U.S.-based group Human Rights Watch has called for an independent public inquiry into the Nigerian police force who, by their own calculations, say police officers killed more than 8,000 Nigerians since 2000. The police say the dead are armed robbers and laud their deaths as a successful crack down on crime. Human Rights Watch says the circumstances of death are murky and Nigerian police routinely torture suspects and have carried out numerous extrajudicial killings. Sarah Simpson reports from the Nigerian commercial capital of Lagos, where residents want to see gun crime brought under control but are fearful of the police and their methods.
Armed robbery in Nigeria's commercial capital, Lagos, is prevalent. Of the shopkeepers, motorbike-taxi drivers and customers at the busy Falomo Shopping center, only one man, Jacob Onabe, says he has escaped such an ordeal. He says only God can account for his good fortune.
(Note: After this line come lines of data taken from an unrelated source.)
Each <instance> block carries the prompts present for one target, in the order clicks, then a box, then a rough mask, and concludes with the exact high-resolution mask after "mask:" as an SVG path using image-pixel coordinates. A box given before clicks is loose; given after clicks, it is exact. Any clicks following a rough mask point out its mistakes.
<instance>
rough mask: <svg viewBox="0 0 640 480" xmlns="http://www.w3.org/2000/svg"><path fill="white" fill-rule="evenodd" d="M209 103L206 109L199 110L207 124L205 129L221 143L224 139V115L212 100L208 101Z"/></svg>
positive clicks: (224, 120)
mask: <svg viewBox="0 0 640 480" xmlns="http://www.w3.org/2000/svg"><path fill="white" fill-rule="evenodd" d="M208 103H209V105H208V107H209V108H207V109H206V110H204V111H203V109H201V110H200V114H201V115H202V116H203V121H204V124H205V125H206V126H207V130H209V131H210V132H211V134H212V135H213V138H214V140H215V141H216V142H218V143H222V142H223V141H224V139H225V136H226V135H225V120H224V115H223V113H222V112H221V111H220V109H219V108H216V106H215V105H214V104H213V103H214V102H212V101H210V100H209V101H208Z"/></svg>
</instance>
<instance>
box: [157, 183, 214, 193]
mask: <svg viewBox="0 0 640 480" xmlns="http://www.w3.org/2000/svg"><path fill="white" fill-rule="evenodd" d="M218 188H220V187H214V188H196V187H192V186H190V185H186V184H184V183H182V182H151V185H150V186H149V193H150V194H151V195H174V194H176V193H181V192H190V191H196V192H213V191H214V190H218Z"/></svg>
"Maybe it is by God's favor. Maybe the love of God has done it for me that I have not experienced that before," Onabe said.
Although Onabe escaped being victim of an armed robbery, he did fall victim to a corrupt police officer.
Onabe, who drives a motorbike taxi known as an okada, says he had to pay a policeman 200 naira, or about $1.50 U.S., to get back his keys from the officer.
"He was even asking me to pay bill of 700 Naira or he would take my bike from me. I had to plead him and beg him," Onabe said. "It was very early - around five or six in the morning - so I pleaded with him and he refused. I had to give him 200 Naira for no crime committed. I did not steal, I did not insult him or harass him."
New York-based Human Rights Watch says that it's not just the high crime that is of issue in Nigeria. Police corruption is also a problem. As a result, the group is calling on the Nigerian government to open an independent inquiry into the number of people shot by the police.
The probe comes days after Nigeria's chief of police announced that his forces had killed 785 suspected armed robbers in the three months since he took office.
Human Rights Watch is skeptical that all those killed were actually armed robbers. They say the deaths make a mockery of recently-elected President Umaru Yar'Adua's vow to uphold the rule of law.
Political Analyst, Charles Dokubo, says the deaths may have been orchestrated by corrupt police officers.
"If it has taken place in Nigeria, it is not with the coordination or the acceptance of the government in power," Dokubo said. "It has been done by some misguided policemen who decided to take the law into their hands."
But, Nigerian police spokesman Haz Iwendi says the real injustice was the loss of life incurred by police in carrying out their duties.
"I expected you to have complained about the 62 number of policemen it has never happened in the world," Iwendi said. "And that is what we lost in the pursuit, in the fight against armed robbery."
Human Rights Watch claims Nigerian police are documented to have carried out numerous extra judicial killings as well as torture suspects. And, the U.N. last year accused police of torturing detained suspects to extract confessions.
At Falomo Shopping Center Joseph Egbe, who sells fish from a battered old chest freezer, says he is as frightened of police as he is of armed robbers.
"Police, their ways of behavior is no different with the armed robbers!," Egbe said.
Helen Sunday looks after her family's beverage store. She was robbed last week when gunmen held up the mini-bus she took home from work. She did not report the matter to the police.
"Hmm, the police would not do anything. They will not do anything at all. They will say 'Ah, sorry-o!'. That is what they will tell you," Sunday said.
Despite booming oil earnings, the majority of Nigerians live in poverty. Analysts say increased wages and better training for police could ease corruption, while increased job opportunities for youths could bring down crime levels.